Boil channa dal in a cooker with chat masala, salt and red chili powder.
When the dal gets cooked, pour them onto prepared rice. Mix well.
Garnish with coriander leaves, green chilies, boiled dal and serve hot.

Sprouted moong-moth pulao
Ingredients:

1 cup basmati rice, 1 cup sprouted channa, moong, moth, 1 bunch of coriander leaves, 2 green chilies, ½ inch ginger piece, 1 tomato, 1 tsp lemon juice, 1 ½ tsp salt, ½ tsp red chili powder, 1 onion, 1 tsp white til, ½ tsp khus-khus, 2 tbsp butter, 1 tsp oil

Method:
Boil the water and cook rice in it. When it gets cooked nicely, sieve water. When your rice was cooking, make sure you add ½ tsp salt and ½ tsp lemon juice to it.
Prepare nice chutney of coriander leaves, onion, tomato, ginger, khus-khus, green chilies, lemon juice, red chilies and ½ tsp salt in a blender.

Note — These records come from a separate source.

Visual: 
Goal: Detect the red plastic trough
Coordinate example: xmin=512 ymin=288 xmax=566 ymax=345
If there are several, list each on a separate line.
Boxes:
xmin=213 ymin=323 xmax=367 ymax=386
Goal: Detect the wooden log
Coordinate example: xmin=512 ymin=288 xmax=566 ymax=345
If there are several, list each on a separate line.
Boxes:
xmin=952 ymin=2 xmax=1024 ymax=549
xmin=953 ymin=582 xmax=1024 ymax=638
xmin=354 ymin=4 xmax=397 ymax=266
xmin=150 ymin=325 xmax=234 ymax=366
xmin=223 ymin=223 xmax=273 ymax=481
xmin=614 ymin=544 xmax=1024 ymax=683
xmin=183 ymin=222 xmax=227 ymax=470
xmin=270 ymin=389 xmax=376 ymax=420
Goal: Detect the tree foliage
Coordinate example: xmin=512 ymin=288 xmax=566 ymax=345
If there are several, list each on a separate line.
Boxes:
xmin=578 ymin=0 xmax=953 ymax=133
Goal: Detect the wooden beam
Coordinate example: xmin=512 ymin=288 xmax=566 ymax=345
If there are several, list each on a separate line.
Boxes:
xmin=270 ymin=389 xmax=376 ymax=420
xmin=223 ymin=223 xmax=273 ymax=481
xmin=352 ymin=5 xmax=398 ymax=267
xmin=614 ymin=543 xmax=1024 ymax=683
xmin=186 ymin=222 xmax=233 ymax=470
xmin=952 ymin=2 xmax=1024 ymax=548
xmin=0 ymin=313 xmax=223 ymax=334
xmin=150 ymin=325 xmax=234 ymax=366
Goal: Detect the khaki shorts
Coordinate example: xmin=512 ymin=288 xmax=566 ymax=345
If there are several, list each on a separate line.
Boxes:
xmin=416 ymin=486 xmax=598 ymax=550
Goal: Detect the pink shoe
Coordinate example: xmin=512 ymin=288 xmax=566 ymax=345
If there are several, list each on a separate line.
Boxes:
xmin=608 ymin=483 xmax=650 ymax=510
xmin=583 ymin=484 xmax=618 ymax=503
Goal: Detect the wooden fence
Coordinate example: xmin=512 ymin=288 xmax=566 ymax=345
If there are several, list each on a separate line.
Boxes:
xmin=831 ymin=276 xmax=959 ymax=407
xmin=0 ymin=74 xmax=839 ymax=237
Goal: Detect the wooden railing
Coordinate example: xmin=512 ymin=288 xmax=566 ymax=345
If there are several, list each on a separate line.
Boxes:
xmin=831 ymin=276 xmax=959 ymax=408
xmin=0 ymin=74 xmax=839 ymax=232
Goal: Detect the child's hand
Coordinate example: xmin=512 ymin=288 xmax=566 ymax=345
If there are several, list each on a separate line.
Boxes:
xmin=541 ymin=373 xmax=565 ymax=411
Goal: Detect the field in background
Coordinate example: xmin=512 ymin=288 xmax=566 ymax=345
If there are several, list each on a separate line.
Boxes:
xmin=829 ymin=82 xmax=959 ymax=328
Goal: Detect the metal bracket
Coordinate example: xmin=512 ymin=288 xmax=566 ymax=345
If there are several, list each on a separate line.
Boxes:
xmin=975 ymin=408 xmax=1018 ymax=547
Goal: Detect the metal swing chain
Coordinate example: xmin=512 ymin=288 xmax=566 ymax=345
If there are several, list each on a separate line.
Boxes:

Sauté the sprouted dals in a pan for 2-3 minutes. Add remaining salt and red chili powder to them.
Grease the butter in an empty vessel from all sides. Pour a layer of rice in the bottom, then add layer of sprouted dal over it. Again place a layer of rice on them. Now place a layer of chutney. Sprinkle til on this layer. Place a top layer of rice. Pour some melted butter on it. Cook this on a low flame for 15 minutes.
Serve hot after garnishing with coriander leaves ad tomato slices.